In his daily morning press briefing, the president signaled that Pemex may shut-in some production until crude prices recover, despite his government’s refusal earlier this month to accede to a 400,000 b/d supply cut asked of it by the Organization of the Petroleum Exporting Countries.

From his podium at Mexico’s national palace, López Obrador asked, “Why doesn’t the fall in the oil price affect us that much? Because we invested last year in the drilling of wells…now that the oil doesn’t have value, we can close the valves, [and] they don’t lose pressure.”

He added, “If we hadn’t drilled new wells we would be producing less, and what’s more, producing in mature fields” where shutting and reactivating wells takes longer due to the lack of pressure.

The comments come one day after Mexico’s crude oil basket price, which is linked to the West Texas Intermediate (WTI) benchmark, closed in negative territory for the first time ever, at minus $2.37/bbl, down from a previous close of $14.35 on Friday.

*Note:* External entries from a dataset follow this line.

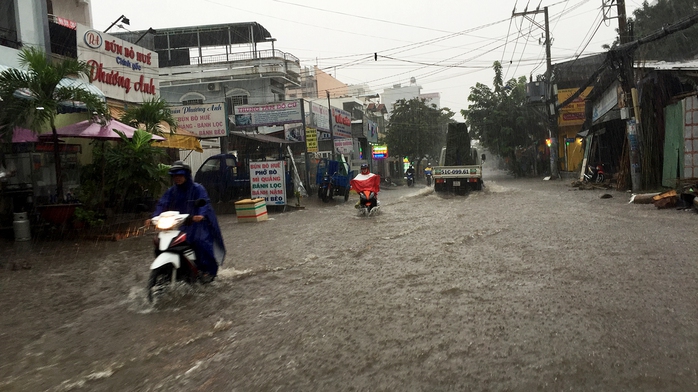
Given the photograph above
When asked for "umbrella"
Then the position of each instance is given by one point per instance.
(95, 130)
(23, 135)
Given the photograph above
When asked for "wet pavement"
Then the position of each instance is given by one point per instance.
(528, 285)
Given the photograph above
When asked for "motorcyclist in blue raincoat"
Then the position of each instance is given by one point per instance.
(203, 233)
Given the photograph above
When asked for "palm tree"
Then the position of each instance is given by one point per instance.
(151, 113)
(33, 98)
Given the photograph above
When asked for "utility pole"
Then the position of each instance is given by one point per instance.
(224, 139)
(550, 104)
(627, 81)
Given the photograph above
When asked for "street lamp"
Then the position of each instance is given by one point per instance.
(120, 19)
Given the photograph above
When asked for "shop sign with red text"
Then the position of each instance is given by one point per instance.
(120, 69)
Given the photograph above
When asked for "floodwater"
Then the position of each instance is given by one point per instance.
(527, 285)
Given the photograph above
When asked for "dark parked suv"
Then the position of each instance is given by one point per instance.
(224, 178)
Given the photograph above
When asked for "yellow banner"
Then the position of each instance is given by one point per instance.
(311, 139)
(574, 113)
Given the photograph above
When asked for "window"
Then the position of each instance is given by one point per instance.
(234, 101)
(8, 25)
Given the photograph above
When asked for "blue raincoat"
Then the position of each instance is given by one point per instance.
(205, 236)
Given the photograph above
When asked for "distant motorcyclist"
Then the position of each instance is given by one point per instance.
(366, 181)
(410, 171)
(203, 233)
(428, 172)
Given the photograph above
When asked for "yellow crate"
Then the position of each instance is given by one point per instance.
(251, 210)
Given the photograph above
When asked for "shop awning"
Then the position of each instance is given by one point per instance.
(261, 137)
(180, 141)
(65, 106)
(176, 138)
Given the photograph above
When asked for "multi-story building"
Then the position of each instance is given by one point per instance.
(232, 64)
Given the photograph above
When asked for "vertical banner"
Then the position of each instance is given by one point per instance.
(311, 139)
(267, 180)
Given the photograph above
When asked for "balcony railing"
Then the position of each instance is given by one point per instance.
(9, 38)
(243, 56)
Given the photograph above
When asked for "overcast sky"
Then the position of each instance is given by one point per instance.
(446, 45)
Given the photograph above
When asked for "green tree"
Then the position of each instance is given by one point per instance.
(500, 117)
(41, 83)
(417, 130)
(151, 114)
(650, 18)
(122, 171)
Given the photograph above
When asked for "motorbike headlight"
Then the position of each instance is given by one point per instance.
(167, 221)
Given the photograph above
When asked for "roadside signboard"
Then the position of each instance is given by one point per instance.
(267, 180)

The negative milestone resulted from the May WTI contract settling at an unheard of minus $37.63 as traders sought desperately to offload the contract one day ahead of its expiration amid filling storage tanks and lack of demand because of the Covid-19 pandemic.

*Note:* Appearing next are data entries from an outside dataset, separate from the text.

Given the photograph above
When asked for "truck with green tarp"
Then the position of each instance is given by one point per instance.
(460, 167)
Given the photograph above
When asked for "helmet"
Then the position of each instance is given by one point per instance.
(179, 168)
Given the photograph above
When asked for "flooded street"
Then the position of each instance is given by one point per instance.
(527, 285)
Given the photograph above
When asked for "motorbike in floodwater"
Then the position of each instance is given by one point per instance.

The unprecedented negative prices followed a downgrade last Friday by Moody’s Investors Service of Pemex bonds to junk status, a move long predicted by analysts that is sure to further restrict heavily indebted Pemex’s access to capital.

López Obrador said Finance Minister Arturo Herrera, Energy Minister Rocío Nahle and Pemex CEO Octavio Romero Oropeza plan to offer a more detailed plan on Thursday (April 23) of the government’s plans to manage Pemex in the wake of the pandemic and oil price collapse.

Mexico’s central bank Banxico offered a more sober outlook on Tuesday, announcing a key rate reduction of 50 basis points to 6% in an effort “to strengthen channels of…credit and provide liquidity for the healthy development of the financial system.”

Among the major risks facing Mexico’s economy, Banxico board members cited low oil prices and the fact that two credit rating agencies have now lowered their ratings for Pemex debt to below junk status.

Also on Tuesday, the executive branch published a decree in the official gazette authorizing fiscal stimulus of up to 65 billion pesos, or about $2.66 billion, in 2020 for oil and gas companies, including Pemex, that hold production-sharing exploration and production (E&P) contracts.

Of the 112 E&P contracts signed under Mexico’s 2013-2014 energy reform, 35 were awarded under the production-sharing model, while the other 77 pertained to the license model.